The Supreme Court recently decided on Kennedy v. Bremerton School District, a case which held that a public high school’s football coach had the right to coerce students to participate in public prayer sessions on the field following games. We have a story for you about what this decision will undoubtedly mean for students. We’ve been given permission to share it with you on the condition of the author’s anonymity due to their current occupation.

Pressured to Pray in the Locker Room

It’s time for a story I really didn’t want to tell. It’s the reason why, as a Jew, I can still recite the Lord’s Prayer by heart.

I was on my public high school’s swim team. Every competition would start with the entire team gathering together in the locker room for a pep talk and getting psyched up. It was just like you’d see in the movies. Part of that process? A recitation of the Lord’s Prayer led by the coach and captains.

No one ever said I had to participate, but nobody else sat it out. The school was mostly Christian, but even in my freshman year there were one or two other non-Christians on the team who were older than me. They just went along with it, so I did too…at least for a little while. What were we going to do? Remove ourselves from the group and stand in the corner? Walk out early? I was a good swimmer and had aspirations of making captain.

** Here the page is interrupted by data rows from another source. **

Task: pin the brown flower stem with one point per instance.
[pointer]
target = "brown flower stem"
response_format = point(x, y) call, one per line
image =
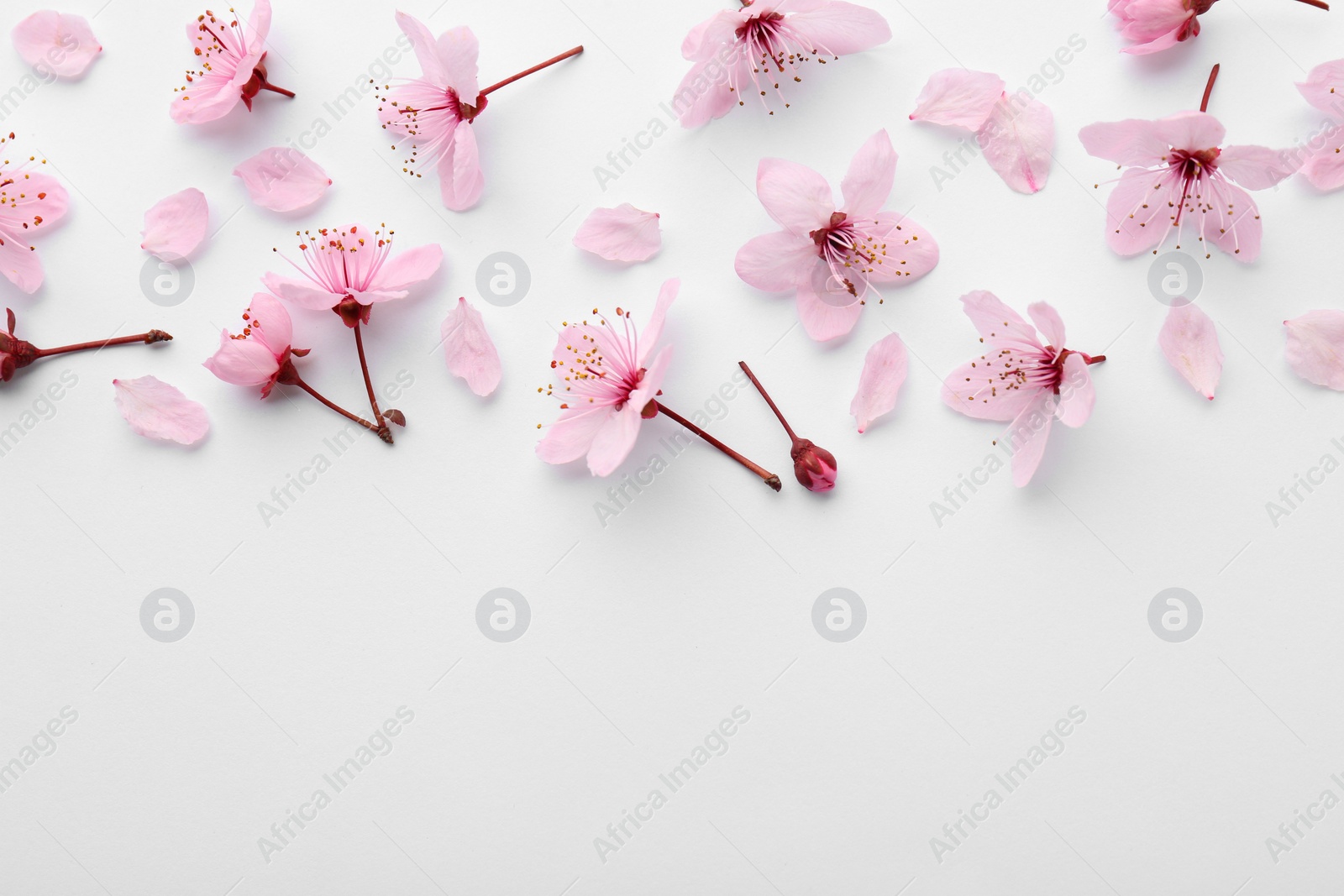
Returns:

“Doing something would mean I wasn’t a team player, wouldn’t it?”

I remember that over time a group of us did start extricating ourselves. We’d stand in the corner while the captains (no longer being directed by the coach) led the prayers. We stopped the “tradition” altogether when I finally did become a co-captain of the team in my senior year. That change didn’t come easily. It wouldn’t have happened without my parents finding out what was taking place and letting me know that I didn’t have to just go with the flow.

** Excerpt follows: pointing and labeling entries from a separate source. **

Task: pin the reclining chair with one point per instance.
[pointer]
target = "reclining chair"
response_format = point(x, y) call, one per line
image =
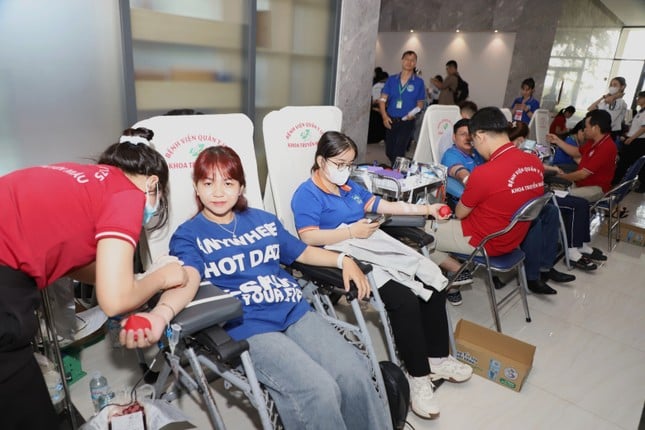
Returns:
point(196, 337)
point(507, 262)
point(609, 205)
point(283, 182)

I do firmly believe in peoples’ right to pray. But, I also lived through how that right can turn into coercion, particularly when you combine authority figures and athletic camaraderie with kids who want to fit in.

The fact that this story (and the words to the Lord’s Prayer) have stuck with me for two decades makes the news of this decision even harder for me. When I went through this, it was actually illegal and had been for ten years. That didn’t stop it from happening in the first place, but it did make it easier to stop it from continuing. Now, the Supreme Court has ruled that what I went through should have been considered okay, and that I should have just been forced to deal with it.

“I worry about the harm this decision will bring and I am afraid for the other important legal precedents currently in the crosshairs.”